Sim-to-Real Vision-depth Fusion CNNs for Robust Pose Estimation Aboard Autonomous Nano-quadcopter

Luca Crupi,Elia Cereda,Alessandro Giusti,Daniele Palossi
2023-08-03
Abstract:Nano-quadcopters are versatile platforms attracting the interest of both academia and industry. Their tiny form factor, i.e., $\,$10 cm diameter, makes them particularly useful in narrow scenarios and harmless in human proximity. However, these advantages come at the price of ultra-constrained onboard computational and sensorial resources for autonomous operations. This work addresses the task of estimating human pose aboard nano-drones by fusing depth and images in a novel CNN exclusively trained in simulation yet capable of robust predictions in the real world. We extend a commercial off-the-shelf (COTS) Crazyflie nano-drone -- equipped with a 320$\times$240 px camera and an ultra-low-power System-on-Chip -- with a novel multi-zone (8$\times$8) depth sensor. We design and compare different deep-learning models that fuse depth and image inputs. Our models are trained exclusively on simulated data for both inputs, and transfer well to the real world: field testing shows an improvement of 58% and 51% of our depth+camera system w.r.t. a camera-only State-of-the-Art baseline on the horizontal and angular mean pose errors, respectively. Our prototype is based on COTS components, which facilitates reproducibility and adoption of this novel class of systems.
Robotics
What problem does this paper attempt to address?

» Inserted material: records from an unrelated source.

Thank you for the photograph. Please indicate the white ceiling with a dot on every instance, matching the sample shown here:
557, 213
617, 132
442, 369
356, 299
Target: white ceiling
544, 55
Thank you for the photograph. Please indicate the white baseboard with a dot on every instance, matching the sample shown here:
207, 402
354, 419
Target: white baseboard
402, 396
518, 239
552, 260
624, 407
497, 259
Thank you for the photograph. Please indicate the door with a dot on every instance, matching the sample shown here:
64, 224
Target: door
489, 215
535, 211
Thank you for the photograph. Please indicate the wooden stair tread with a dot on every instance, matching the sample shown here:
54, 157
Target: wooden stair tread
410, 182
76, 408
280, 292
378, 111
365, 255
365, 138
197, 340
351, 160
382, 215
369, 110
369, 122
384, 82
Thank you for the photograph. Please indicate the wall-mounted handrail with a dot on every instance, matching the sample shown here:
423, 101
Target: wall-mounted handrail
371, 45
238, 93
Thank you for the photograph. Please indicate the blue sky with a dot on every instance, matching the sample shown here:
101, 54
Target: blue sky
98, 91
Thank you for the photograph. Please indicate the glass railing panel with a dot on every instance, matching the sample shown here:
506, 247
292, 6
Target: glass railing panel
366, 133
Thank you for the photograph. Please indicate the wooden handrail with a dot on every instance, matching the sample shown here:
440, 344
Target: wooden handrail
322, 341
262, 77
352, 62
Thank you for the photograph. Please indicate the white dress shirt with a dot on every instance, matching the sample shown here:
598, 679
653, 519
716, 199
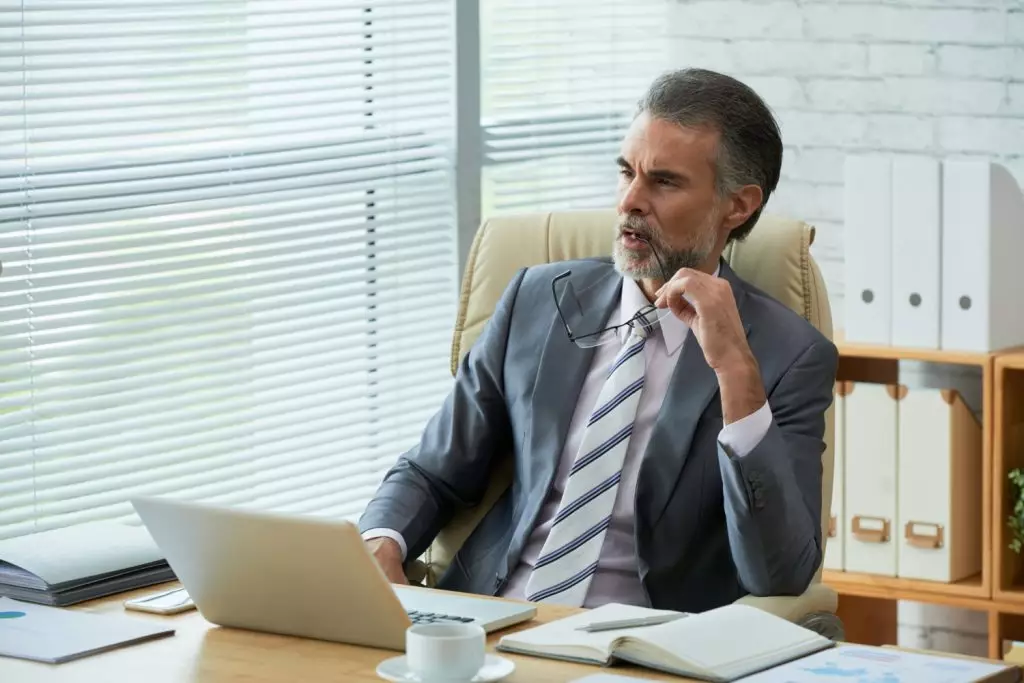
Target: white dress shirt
617, 577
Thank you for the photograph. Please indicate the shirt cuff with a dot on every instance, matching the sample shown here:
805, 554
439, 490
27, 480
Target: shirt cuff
387, 534
742, 436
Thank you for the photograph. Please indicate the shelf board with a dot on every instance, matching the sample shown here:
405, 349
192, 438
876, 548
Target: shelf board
906, 353
1014, 360
966, 593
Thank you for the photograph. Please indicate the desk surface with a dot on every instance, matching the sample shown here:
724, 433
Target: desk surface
202, 652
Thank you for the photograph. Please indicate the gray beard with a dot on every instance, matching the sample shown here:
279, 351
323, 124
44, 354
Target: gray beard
643, 264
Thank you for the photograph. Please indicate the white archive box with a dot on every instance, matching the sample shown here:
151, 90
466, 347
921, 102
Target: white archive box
982, 247
916, 200
836, 542
867, 248
869, 478
938, 515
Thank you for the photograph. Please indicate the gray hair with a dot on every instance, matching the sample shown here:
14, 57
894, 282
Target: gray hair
751, 145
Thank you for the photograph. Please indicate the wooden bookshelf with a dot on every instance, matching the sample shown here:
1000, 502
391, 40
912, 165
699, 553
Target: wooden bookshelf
867, 601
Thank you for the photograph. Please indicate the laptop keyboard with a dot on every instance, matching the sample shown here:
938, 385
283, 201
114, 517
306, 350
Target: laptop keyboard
433, 617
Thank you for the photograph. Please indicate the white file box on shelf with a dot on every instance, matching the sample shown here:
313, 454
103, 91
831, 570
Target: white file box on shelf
869, 492
915, 251
867, 245
982, 244
939, 500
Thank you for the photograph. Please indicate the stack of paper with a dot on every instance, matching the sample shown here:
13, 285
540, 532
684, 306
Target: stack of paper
54, 636
81, 562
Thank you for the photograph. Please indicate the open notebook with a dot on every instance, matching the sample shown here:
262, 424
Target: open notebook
68, 565
722, 644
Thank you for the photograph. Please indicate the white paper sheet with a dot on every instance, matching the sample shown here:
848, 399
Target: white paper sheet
54, 635
872, 665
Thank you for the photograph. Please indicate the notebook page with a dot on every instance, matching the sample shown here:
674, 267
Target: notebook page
561, 636
84, 550
729, 639
12, 575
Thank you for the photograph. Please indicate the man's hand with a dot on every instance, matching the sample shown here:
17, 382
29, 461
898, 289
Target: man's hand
710, 310
388, 556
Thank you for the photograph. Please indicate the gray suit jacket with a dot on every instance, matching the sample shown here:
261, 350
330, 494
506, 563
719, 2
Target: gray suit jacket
710, 526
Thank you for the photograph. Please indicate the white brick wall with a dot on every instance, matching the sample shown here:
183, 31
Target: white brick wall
937, 77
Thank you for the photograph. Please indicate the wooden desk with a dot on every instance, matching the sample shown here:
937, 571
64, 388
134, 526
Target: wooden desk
202, 652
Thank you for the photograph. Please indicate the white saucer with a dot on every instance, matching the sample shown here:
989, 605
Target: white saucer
495, 669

This paper aims to address the problem of human pose estimation using nano-quadcopters under extremely resource-constrained conditions. Specifically: - **Research Background**: Nano-quadcopters, due to their small size (approximately 10 cm in diameter), are very suitable for working in confined environments and are harmless when operating near humans. However, these advantages also bring significant limitations in computational power and sensor resources. - **Target Problem**: The goal of this paper is to achieve robust human pose estimation on such resource-constrained platforms. The authors improve existing camera-only methods by integrating depth information and image data, thereby enhancing the accuracy of pose estimation. - **Main Contributions**: - Designed and analyzed various CNN models that fuse inputs from two complementary sensors (depth sensor and monocular camera); - Detailed a training pipeline from simulation to reality, which utilizes aggressive photometric augmentation and balanced label distribution; - Provided comprehensive field experiment results, demonstrating the system's performance under real-world conditions and comparing it with various configurations, including state-of-the-art baseline methods. - **Experimental Results**: In a previously unseen flight arena, the system significantly outperformed the camera-only baseline methods, reducing horizontal pose error and angular pose error by 58% and 51%, respectively. In summary, this paper proposes a novel method that combines depth information and image data to overcome the challenges of resource-constrained nano-quadcopters, achieving higher accuracy in human pose estimation.